Every good journalist understands the importance of a follow-up story.

If you’re sitting in the Athens City Council meeting when members are discussing the purchase of a new fire truck and give examples of towns where universities have helped fund said trucks, a good journalist talks to every school mentioned and writes a follow-up story.

It’s one of the most important tenets of journalism and separates the good journalists from the mediocre, the passionate from the mildly enthused.

I’m not sitting here saying I’m this awesome journalist, but during my print journalism tenure, though short, I have learned how important that is through trial and error and getting beat on stories.

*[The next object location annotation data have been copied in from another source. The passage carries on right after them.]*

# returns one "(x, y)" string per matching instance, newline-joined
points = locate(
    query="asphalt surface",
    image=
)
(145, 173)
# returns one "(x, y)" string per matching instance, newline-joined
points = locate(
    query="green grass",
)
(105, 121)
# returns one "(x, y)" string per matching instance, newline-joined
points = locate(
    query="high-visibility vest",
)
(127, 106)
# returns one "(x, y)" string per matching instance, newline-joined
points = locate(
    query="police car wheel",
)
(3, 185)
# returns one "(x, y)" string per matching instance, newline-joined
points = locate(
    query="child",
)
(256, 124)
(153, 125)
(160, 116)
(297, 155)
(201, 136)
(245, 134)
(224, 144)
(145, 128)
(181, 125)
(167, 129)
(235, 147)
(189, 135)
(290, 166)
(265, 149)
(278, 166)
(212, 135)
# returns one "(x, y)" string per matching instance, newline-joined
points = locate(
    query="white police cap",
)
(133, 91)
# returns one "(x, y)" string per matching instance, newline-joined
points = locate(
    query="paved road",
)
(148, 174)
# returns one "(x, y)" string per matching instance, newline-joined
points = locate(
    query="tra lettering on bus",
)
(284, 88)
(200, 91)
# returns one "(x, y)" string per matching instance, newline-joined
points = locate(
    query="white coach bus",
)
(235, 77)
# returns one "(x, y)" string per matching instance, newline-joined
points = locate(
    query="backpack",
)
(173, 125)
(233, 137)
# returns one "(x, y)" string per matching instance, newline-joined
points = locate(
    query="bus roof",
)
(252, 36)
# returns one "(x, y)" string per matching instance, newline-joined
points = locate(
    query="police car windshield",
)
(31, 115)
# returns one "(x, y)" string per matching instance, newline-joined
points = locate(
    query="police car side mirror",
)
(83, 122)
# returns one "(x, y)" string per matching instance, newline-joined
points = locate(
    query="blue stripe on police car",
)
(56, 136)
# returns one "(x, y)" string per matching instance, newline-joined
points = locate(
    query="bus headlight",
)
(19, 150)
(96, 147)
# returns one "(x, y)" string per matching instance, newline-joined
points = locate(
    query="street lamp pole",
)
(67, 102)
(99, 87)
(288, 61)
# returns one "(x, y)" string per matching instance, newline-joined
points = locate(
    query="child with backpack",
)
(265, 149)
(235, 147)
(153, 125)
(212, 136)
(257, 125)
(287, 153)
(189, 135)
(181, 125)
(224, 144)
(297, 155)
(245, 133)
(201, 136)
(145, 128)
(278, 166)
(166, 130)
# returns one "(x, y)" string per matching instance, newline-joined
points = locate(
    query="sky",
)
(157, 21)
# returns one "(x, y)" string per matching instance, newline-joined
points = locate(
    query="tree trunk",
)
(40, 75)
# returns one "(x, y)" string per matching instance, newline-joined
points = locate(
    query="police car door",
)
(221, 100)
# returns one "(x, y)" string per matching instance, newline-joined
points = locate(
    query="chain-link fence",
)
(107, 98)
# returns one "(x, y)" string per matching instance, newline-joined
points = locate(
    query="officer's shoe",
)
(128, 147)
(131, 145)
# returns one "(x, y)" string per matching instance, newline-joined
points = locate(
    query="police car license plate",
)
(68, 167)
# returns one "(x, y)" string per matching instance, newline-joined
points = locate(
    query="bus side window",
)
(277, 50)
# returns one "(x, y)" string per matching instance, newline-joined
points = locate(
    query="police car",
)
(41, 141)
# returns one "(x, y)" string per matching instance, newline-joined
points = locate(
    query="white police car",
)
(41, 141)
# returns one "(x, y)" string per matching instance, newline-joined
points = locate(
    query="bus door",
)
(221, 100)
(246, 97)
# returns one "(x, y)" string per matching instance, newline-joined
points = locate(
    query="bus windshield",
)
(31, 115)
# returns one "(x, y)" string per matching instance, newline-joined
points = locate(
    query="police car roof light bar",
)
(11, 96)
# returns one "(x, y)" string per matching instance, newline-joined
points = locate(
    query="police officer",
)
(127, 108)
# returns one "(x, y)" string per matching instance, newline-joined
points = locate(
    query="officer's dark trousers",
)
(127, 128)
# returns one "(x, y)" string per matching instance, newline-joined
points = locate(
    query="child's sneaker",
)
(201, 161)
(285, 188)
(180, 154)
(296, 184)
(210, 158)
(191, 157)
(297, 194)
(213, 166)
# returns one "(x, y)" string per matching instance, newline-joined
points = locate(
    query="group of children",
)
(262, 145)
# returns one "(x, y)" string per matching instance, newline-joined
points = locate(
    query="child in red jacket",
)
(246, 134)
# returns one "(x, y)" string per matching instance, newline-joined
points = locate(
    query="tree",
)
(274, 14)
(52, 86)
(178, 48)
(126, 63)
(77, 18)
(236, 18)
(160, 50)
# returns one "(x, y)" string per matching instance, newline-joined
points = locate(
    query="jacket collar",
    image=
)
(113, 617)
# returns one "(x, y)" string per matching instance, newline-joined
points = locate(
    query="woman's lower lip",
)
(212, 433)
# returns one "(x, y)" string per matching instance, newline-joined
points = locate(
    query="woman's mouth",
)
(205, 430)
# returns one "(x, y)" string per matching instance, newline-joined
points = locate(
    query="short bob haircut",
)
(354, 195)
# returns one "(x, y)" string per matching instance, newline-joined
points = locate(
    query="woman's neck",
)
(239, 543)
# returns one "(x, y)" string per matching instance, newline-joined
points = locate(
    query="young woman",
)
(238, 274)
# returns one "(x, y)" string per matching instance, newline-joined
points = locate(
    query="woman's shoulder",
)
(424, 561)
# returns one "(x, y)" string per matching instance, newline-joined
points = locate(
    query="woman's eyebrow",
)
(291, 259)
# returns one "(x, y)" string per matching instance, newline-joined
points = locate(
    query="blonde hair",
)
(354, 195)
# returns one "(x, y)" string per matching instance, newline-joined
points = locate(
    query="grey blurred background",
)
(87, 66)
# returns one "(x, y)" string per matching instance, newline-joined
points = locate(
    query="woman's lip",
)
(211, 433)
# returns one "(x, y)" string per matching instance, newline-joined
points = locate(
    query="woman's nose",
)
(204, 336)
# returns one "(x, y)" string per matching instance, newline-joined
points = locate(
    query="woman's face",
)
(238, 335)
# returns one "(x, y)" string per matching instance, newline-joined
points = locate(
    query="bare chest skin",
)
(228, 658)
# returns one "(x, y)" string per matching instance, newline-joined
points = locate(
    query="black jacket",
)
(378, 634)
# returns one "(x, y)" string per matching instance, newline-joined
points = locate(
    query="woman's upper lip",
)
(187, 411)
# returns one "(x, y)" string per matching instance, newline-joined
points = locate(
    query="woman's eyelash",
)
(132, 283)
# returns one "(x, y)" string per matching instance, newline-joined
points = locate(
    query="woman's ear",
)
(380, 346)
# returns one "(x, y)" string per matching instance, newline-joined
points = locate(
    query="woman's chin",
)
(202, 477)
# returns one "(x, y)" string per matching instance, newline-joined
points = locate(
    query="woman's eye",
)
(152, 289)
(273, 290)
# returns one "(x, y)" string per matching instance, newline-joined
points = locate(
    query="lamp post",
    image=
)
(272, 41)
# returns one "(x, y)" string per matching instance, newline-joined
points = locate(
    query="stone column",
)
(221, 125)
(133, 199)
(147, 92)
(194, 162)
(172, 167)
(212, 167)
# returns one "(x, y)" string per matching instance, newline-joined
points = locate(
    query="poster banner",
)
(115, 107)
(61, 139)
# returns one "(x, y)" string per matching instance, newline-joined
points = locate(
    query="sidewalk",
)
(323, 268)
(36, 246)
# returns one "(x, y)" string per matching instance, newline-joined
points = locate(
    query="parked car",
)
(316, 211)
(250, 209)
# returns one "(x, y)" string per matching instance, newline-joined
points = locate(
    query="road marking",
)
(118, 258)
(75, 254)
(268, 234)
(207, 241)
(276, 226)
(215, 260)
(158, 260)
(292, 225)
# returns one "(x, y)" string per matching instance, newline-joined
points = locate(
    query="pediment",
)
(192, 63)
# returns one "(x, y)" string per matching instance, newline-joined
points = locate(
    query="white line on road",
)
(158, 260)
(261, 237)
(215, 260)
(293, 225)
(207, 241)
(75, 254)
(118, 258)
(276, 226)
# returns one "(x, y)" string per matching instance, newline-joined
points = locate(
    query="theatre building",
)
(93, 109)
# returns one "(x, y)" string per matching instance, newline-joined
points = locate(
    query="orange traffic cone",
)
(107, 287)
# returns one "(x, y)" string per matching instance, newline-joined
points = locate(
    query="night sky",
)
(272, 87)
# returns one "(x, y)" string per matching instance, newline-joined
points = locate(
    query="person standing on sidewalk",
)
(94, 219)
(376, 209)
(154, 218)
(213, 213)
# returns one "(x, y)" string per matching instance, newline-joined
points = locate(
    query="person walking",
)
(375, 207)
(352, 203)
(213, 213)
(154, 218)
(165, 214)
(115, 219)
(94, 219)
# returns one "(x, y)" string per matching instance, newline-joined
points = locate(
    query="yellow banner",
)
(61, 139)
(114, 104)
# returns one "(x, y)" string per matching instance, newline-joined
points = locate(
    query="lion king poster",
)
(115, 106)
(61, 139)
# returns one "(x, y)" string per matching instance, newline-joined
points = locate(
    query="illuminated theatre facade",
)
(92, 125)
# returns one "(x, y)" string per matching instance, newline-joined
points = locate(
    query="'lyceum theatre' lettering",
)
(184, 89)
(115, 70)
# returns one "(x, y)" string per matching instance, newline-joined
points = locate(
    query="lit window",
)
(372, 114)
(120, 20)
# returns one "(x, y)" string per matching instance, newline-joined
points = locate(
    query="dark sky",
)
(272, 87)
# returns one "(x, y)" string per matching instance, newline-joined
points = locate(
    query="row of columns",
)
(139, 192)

So when I was writing my story about the new “guns in bars” law (which went into effect Friday), and chain restaurants couldn’t tell me what their policy was going to be, my journalistic sixth sense set off flashing lights in the back of my mind.

As each and every chain restaurant directed me to its corporate office, it became clear this would not be an easy feat.

It’s normally very difficult to get chain restaurants to talk, but when an extremely controversial issue such as the gun law arises, my desk phone is not going to be ringing off the hook with corporate officials clamoring to talk about their stances on guns and alcohol.

A source once angrily declared over the phone that journalists were persistent gnats that never went away until they got some sort of answer, like fruit flies on a rotten banana. Though insulting at the time, he was relatively accurate. We want an answer, and we will do whatever necessary to get it.

So I hopped in the car, maps in hand, and drove throughout Columbus, hitting all the major chain restaurants and demanding an answer from the general managers.

Most of them didn’t know or claimed not to know, so they directed me to corporate — which, of course, didn’t return phone calls.

Although that’s pretty annoying, it became a great story about how there was so much confusion surrounding the new law and how no one is trying to educate restaurants about the specifics of the law.

The whole experience just goes to show that a simple follow-up story — with no real direction at the time of its inception — can expose a real flaw to something and hopefully effect change. And that’s every serious, passionate journalist’s goal.